5. - another mode to program is using a bootloader, like the Arduino does. The MCU can write its own flash, so a small program called bootloader receives somehow (e.g. through a serial port) the program to be written in flash.
- given the above programming modes, debugging can be made many ways, too:
- using the SCPI mode
- using the debugWIRE mode
- using a software stub (a program needs to be added in our own program at compile time, like a little spyware/bootloader kind of, this will consume some flash space and needs to be manually added before compiling)
- and there is the horrible sprint debugging, meaning no debugger, just serial print or blinking pins as a signal
DebugWIRE seems the most appealing because it has dedicated hardware breakpoints registers, and because it uses only the Reset pin, so all the other pins can be used in the final product.
- By default, the debugWIRE mode is disabled, to enable it assert (using ICSP) the DWEN fuse bit and cycle the power of the MCU
- While doing this, the program and memory protect fuse bits must be deasserted
- At next power up, the MCU will be in debug wire mode and it will remain in debugWIRE even after power cycling (and the ICSP mode will remain disabled)
- now debug, inspect variables, change flags, inspect the stack, run step by step or with breakpoints, remove power, etc. do whatever to debug through the debugWIRE
- To get back to the normal ICSP mode, assert (using debugWIRE) the SPIEN bit
- SPIEN asserted enables back the SPI mode (and disable the debugWIRE)
- SPIEN is volatile, so DO NOT power down the MCU, connect the SCPI programmer and de-assert the DWEN fuse.
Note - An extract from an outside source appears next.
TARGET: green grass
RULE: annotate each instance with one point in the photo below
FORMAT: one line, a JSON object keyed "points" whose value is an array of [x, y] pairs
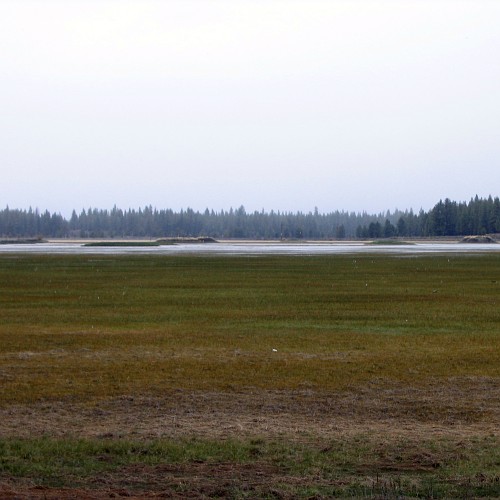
{"points": [[148, 323], [85, 329], [430, 468]]}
DWEN fuse is not volatile, so now it's all back to normal, and can cycle the power down or do whatever
- in practice, tested only from the command line so far:
- ATtiny13 as target MCU
- PICkit2 controlled by avrdude as ISP AVR programmer (PICkit2 was the only one I found around, and it can be used as an ISP programmer for AVR even if it was made for PIC, but any other AVR ISP programmer will work)
- CH340 generic USB to (TTL) serial adapter as debugWIRE programmer/debugger controlled by dwdebug
- normal dataflow would be
1. Eclipse IDE debugging window ->
2. avr-gdb debugger client ->
3. LAN (localhost) ->
4. dwdebug gdb server ->
5. CH340 USB to serial adapter ->
6. debugWIRE pin (the Reset pin of the ATtiny13)
Briefly tested so far between points 2. to 6. and working.
For ATtiny13 the DWEN fuse is bit 3 of the hfuse byte (there is a high, a low and an extend fuse byte for fuse bits), usually hfuse is 0xff, program it as 0xf7 to assert the DWEN.
# assert DWEN to put the ATtiny13 in debugWIRE mode (hfuse from default 0xff to 0xf7)
./avrdude -p t13 -c pickit2 -C ./../etc/avrdude.conf -U hfuse:w:0xf7:m
avrdude: AVR device initialized and ready to accept instructions
Reading | ################################################## | 100% 0.01s
avrdude: Device signature = 0x1e9007 (probably t13)
avrdude: reading input file "0xf7"
avrdude: writing hfuse (1 bytes):
Writing | ################################################## | 100% 0.02s
avrdude: 1 bytes of hfuse written
avrdude: verifying hfuse memory against 0xf7:
avrdude: load data hfuse data from input file 0xf7:
avrdude: input file 0xf7 contains 1 bytes
avrdude: reading on-chip hfuse data:
Reading | ################################################## | 100% 0.00s
avrdude: verifying ...
avrdude: 1 bytes of hfuse verified
avrdude: safemode: Fuses OK (E:FF, H:F7, L:6A)
avrdude done. Thank you.
If this will works from a GUI, too, will put some pics and connection diagrams
Sorry for the WOT.